De aquella gurrumina de niños. El que más sumaba doce primaveras. De modo que entendíamos el libro a medías ¿Cómo llegó el libro a nuestras manos? Un misterio sin resolver. De la misma forma perdimos para siempre su rastro. Lo que si era verdad es que aquel libro era como una suerte de escapismo al coñazo de aquellos otros libros escolares con sus quebrados, reyes, ríos y montañas; verbos y formación del espíritu nacional.

 

Pasaron los años –con sus estaciones- y una primavera en la feria de Abril de Sevilla (1896), en la barahúnda del hall del Hotel Colón, punto de encuentro de la flor de la flor de la afición del universo mundo del toro (el país y más allá de los Pirineos y los mares). Aficionados, ganaderos, toreros, estudiosos y algún que otro picaruelo a ver lo que cae (en el mural de la vida de todo tiene que haber). En fin, todo un muestrario de gente variopinta. Quiso la gran casualidad que Pascual Montero (padre de Rosa Montero, la inimitable periodista y novelista de primera y sobre todo amiga a la que aprecio de verdad), de inolvidable retrato; elegancia y aroma de torero de otros tiempos me presentara a un señor francés de porte entre aristocrático y torero retirado; de señalada estatura, rictus grave y pronto y apasionado verbo; la mirada azogada por muchas pasiones vividas; curtido el rostro por tantas tardes españolas de sol y toros.
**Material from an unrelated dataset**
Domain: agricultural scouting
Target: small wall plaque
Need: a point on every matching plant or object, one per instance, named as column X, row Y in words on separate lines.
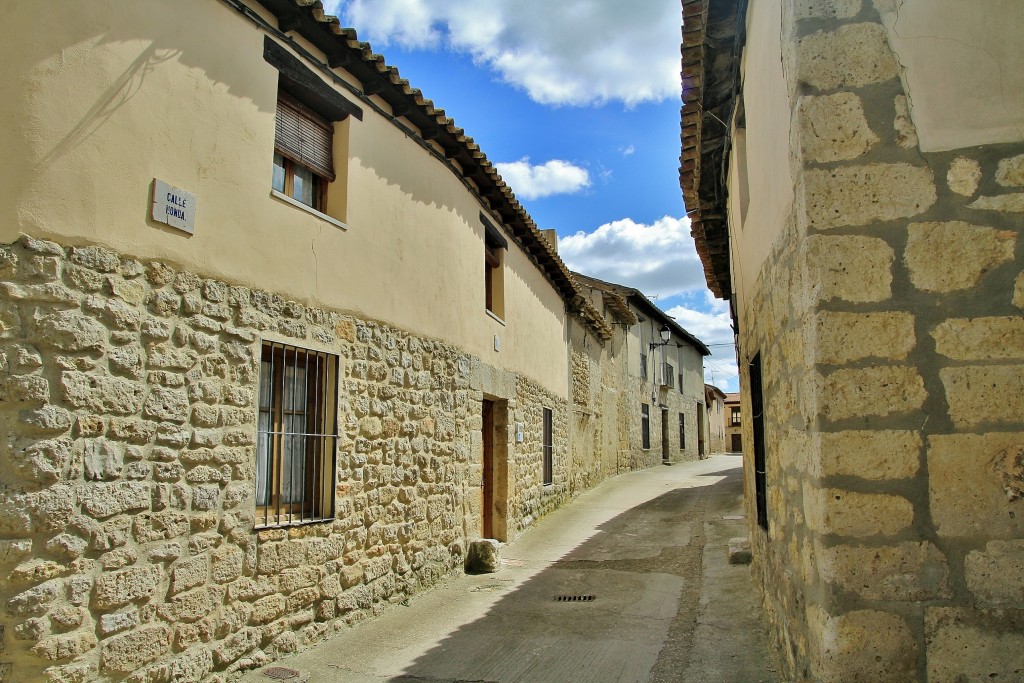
column 173, row 207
Era –fácil de adivinar– Jean Cau. El escritor del libro de las tapas rojas. Existencialista sartriano e hispanista y sobre todo un apasionado renovador de escritores enamorados hasta el tuétano de España ( Gautier, Doré, Merimé, Monterlant, Dumas…). Y todo esto exprimido en una sentencia suya;” Francia es la patria de mis ideas. España la de mis pasiones”. Ahí queda ese quite.

 

A capote abierto oficio una inolvidable charla con el escritor francés (premio Goncourt) donde le refiero que ando en el ilusionado empeño de escribir una biografía sobre el Pasmo de Triana (que se hizo realidad en dos volúmenes: Juan Belmonte, la huella de un retrato). Aunque habíamos entablado la conversación en español –que dominaba el hombre a la perfección– se le escapó animado por la emoción del momento ya que era un devoto del trianero: “¡Merveilleuse idée! …Belmonte est tojours un livre ouvert” (Fácil de entender). La charla derivó en le esencia de su libro Las orejas y el rabo. La experiencia de recorrer toda España en el coche de cuadrillas de Jaime Ostos. Su relación casi familiar con Julio Pérez Vito –un cañón de torería que todavía luce y por mucho tiempo por las calles de Sevilla- y Luis González otra luminaria y otros torero. Unas vivencias para el álbum del corazón y la memoria desde la savia nutricia de la Fiesta.

 

Parecía mentira, pero era verdad: aquel hombre de chaqueta vaquera y camisa a rayas era el mismo que había escrito el primer libro de toros que uno había medio leído. El hombre que se fascinaba lo mismo por las Vírgenes que por Belmonte. El hombre que grabó –con pluma en vez de buril- los caprichos goyescos en su libro Por sevillanas.

 

Pasaron varios días del mi primer encuentro con el escritor francés y nos volvemos a ver –otra vez por azar- en la calle Alemanes al pie de la Giralda. En el semblante de Jean Cau se le pintaba la alegría del reencuentro. Por el aire sevillano volaba suave la primavera.

 

–¡Qué bien ha toreado la Giralda por el tiempo!

 

Dejó caer ésta maravillosa observación el gran escritor. No supe qué contestar. Sólo se me voló una cómplice sonrisa. Unos pasos más adelante le pregunto:

 

–¿Es cierto que uno de sus grandes sueños era merecer una vuelta al ruedo alrededor de la Giralda?

 

–Es verdad. Pero no sé si ése sueño se cumplirá; porque cada día soy peor torero del reloj que embiste rápido.

 

–No. La Maestranza de Sevilla, le ha regalado a la Giralda dos pañuelos blancos para que salga por la Puerta grande de su Catedral.

 

Al oír esto Jean Cau me dio un abrazo.

 

Luego nos fuimos, poco a poco, pisando la luz y la sombra de la Giralda y hablando de la gracia de Pepe Luís y en esto repicaron las campanas a gloria.

 

Las vueltas que da el mundo, lo mismo que aquellas campanas. Girando mismo.